Perhaps, it could be well worth the attention of the Department of Tourism to consider offering the country as an ideal location where digital nomads can work and have fun while boosting tourism and the national coffers with much-needed revenues.

NECESSITY breeds innovation during the health crisis. | ILLUSTRATION BY GLEN TOLO

74-M netizens

The Digital 2021 report revealed that some 74 million people in the Philippines used the internet in January 2021, which is roughly 67 percent of the country’s total population.

According to the Digital 2022 report issued earlier this year by social media management company Hootsuite and We Are Social, that number jumped to 76.02 million.

The report also showed that internet users aged 16 to 64 across the globe spent an average of six hours and 58 minutes using the internet each day on any device. It means, a typical internet user now spends more than 40 percent of their day online.

DIGITALIZATION offered wider options for business.

On the other hand, Filipinos in the same age range spent an average of 10 hours and 27 minutes each day.

According to GSMA Intelligence, the Philippines recorded 156.5 million cellular mobile connections this year, with an increase of 6.9 million between 2021 and 2022.

That is equivalent to 140 percent of the total population in 2022. In addition to that, 96.5 percent of Filipinos use cellular mobile connections that are broadband.

Around 51 percent of the online web traffic comes from mobile, which is 14.5 percent higher compared to last year. This is followed by laptops and desktops at 47.14 percent, and tablet devices at 1.79 percent.

Filipinos who spend time using the internet through their mobile devices spend an average of five hours and 47 minutes which is longer than the average of three hours and 43 minutes spent by internet users globally who surf the web using mobile devices. Typical mobile user ranges from ages 16 to 64 years old.

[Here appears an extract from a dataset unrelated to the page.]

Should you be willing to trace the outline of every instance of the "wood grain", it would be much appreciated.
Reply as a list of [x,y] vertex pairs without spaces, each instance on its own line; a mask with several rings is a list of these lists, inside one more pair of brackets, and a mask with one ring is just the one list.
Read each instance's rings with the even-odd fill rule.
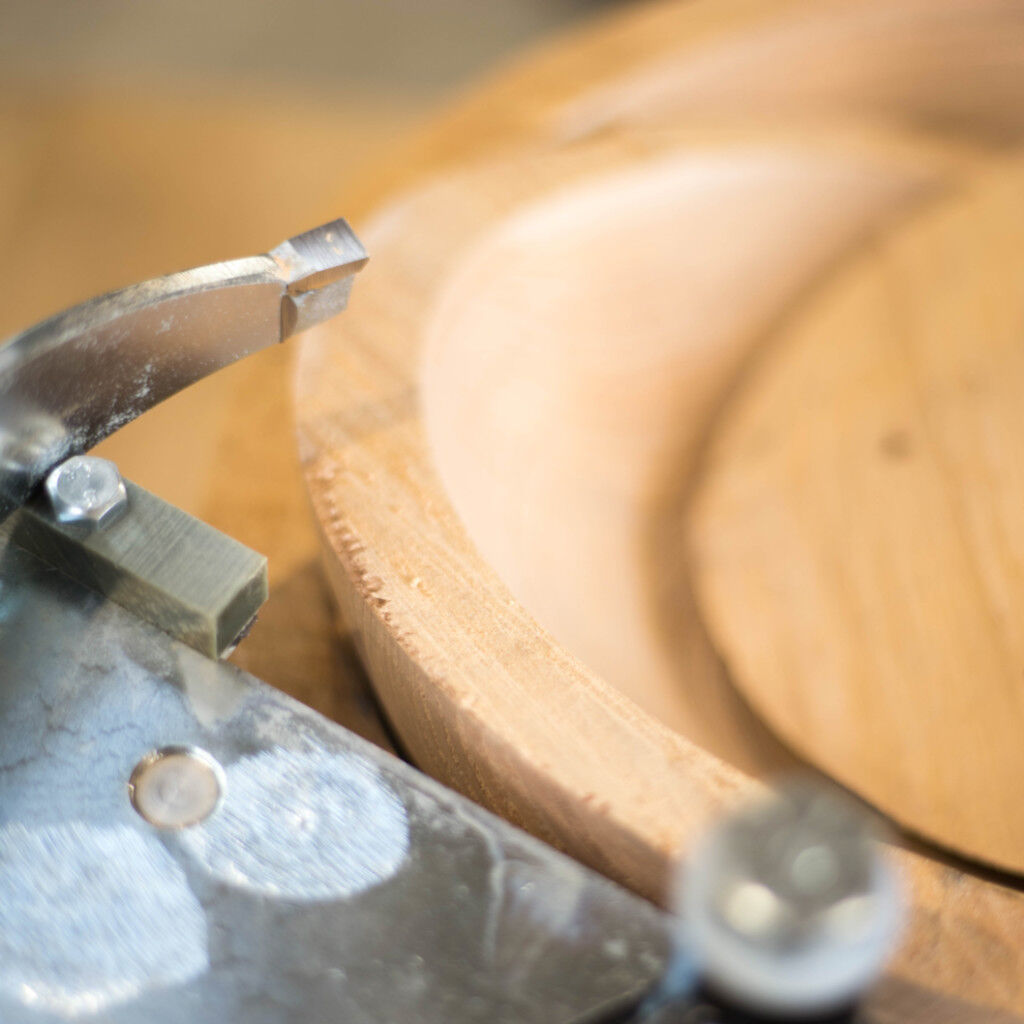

Experts in the field say the pandemic has effectively propelled the digital transformation of countries worldwide by at least half a decade. This should be looked at by the Philippines as a substantial opportunity to ride on the great digital wave.

Singapore-based strategic economics consultancy firm AlphaBeta was commissioned by Google to look closely at the significance of broad digital use in the Philippines.

Its findings? If fully leveraged transformation via digital technologies could unlock P5 trillion worth of annual economic value in the country by 2030. This is equivalent to nearly 30 percent of the Philippine GDP in 2020.

The study also posits that digital technology applications can produce an economic value of P3.5 trillion annually.

All these, however, would be in vain unless the country substantially improves its digital infrastructure and Internet connectivity.